One approach to bridging this interprofessional-collaboration gap could be the development of partnerships to facilitate the creation of interdisciplinary laboratories, sometimes called “collaboratories,” to enhance the ability of nurses and physicians to work together more effectively. These laboratories could serve as incubators for the development of new learning initiatives and conduct evaluations regarding the impact of these initiatives on patient safety and nurse-physician collaboration (COGME & NACNEP, 2000). Such collaboratories could focus on core content that is consistent with both roles, such as quality of care, patient safety, ethics, and leadership. Transforming the learning environment to accommodate active learning principles could facilitate the notion of working in teams by incorporating strategies, such as simulation, to mimic real-life scenarios that the students will encounter throughout their career.

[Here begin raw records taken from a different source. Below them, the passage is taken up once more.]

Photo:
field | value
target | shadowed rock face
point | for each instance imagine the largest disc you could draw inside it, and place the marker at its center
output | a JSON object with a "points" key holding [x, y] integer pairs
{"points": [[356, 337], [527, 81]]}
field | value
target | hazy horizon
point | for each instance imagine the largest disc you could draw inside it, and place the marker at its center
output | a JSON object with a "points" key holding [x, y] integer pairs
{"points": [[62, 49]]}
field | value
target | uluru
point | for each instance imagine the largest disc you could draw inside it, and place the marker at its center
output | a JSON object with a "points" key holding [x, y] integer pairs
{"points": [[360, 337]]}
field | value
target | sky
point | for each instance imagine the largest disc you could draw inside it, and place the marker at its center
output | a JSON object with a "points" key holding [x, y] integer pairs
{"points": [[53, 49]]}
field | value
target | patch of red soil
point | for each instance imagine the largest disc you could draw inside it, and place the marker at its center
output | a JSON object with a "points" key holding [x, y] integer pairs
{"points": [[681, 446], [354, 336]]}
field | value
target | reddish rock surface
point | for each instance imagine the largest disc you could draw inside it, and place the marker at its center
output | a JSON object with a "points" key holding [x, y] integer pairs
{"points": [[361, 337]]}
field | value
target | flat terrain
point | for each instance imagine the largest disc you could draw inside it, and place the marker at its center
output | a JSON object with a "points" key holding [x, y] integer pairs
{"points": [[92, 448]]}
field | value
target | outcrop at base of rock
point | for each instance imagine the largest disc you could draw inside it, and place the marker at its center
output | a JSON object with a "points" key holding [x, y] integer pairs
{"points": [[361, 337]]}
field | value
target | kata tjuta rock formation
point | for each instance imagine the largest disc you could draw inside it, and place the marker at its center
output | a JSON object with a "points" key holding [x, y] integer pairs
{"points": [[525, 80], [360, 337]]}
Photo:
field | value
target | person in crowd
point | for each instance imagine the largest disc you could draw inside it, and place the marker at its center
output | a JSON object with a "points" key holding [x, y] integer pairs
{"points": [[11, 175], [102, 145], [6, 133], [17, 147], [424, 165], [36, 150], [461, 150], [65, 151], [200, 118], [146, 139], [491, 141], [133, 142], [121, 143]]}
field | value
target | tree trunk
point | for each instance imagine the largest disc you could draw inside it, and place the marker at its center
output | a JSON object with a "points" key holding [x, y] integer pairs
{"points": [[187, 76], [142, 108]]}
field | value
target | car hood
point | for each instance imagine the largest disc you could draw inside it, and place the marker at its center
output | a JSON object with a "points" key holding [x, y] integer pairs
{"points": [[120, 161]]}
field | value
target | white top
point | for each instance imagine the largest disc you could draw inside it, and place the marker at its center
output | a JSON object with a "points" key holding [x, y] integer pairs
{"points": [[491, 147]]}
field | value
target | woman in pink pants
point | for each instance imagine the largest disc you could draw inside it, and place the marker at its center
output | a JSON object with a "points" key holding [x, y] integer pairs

A major emphasis could be placed on systems thinking and identifying root causes, rather than traditional responses, for example placing individual blame.
Another approach could involve preparing graduates more effectively for the realities of collaborative practice in evolving, managed care environments by establishing interprofessional care models that reward the team rather than rewarding individual professionals. Developing a team reward system could entail behaviors and outcomes that are needed to be an effective member of the team. The system could apply to both job descriptions and performance evaluations. A structured bonus process could provide both monetary and nonmonetary rewards to the team for achieving identified and expected outcomes.
It is much easier for those entering the profession, than for those who have known only practice environments in which interprofessional collaboration is non-existent, to develop positive attitudes about collaboration. We believe that our best opportunities for a successful transition to collaborative practice are to begin the socialization of our students to a collaborative environment when they enroll in our colleges. This could begin with a joint course introducing students to interprofessional concepts and behaviors. However, students need interprofessional, educational experiences throughout their education. Such experiences could start by building trusting relationships between students/members of differing professions, progress to understanding and valuing each disciplines’ unique contribution to healthcare, and culminate in practicing together as partners to provide quality care.
Although accrediting bodies are mandating interprofessional education and collaboration, the question remains: How do we attain compliance with this standard? We recommend that nursing programs develop collaborative initiatives and joint experiences with other professions, while recognizing that the underlying issues of hierarchy, trust, valuing each other’s contributions, and sharing of power need to be addressed. Until this occurs, interprofessional collaboration will remain more of a goal than reality.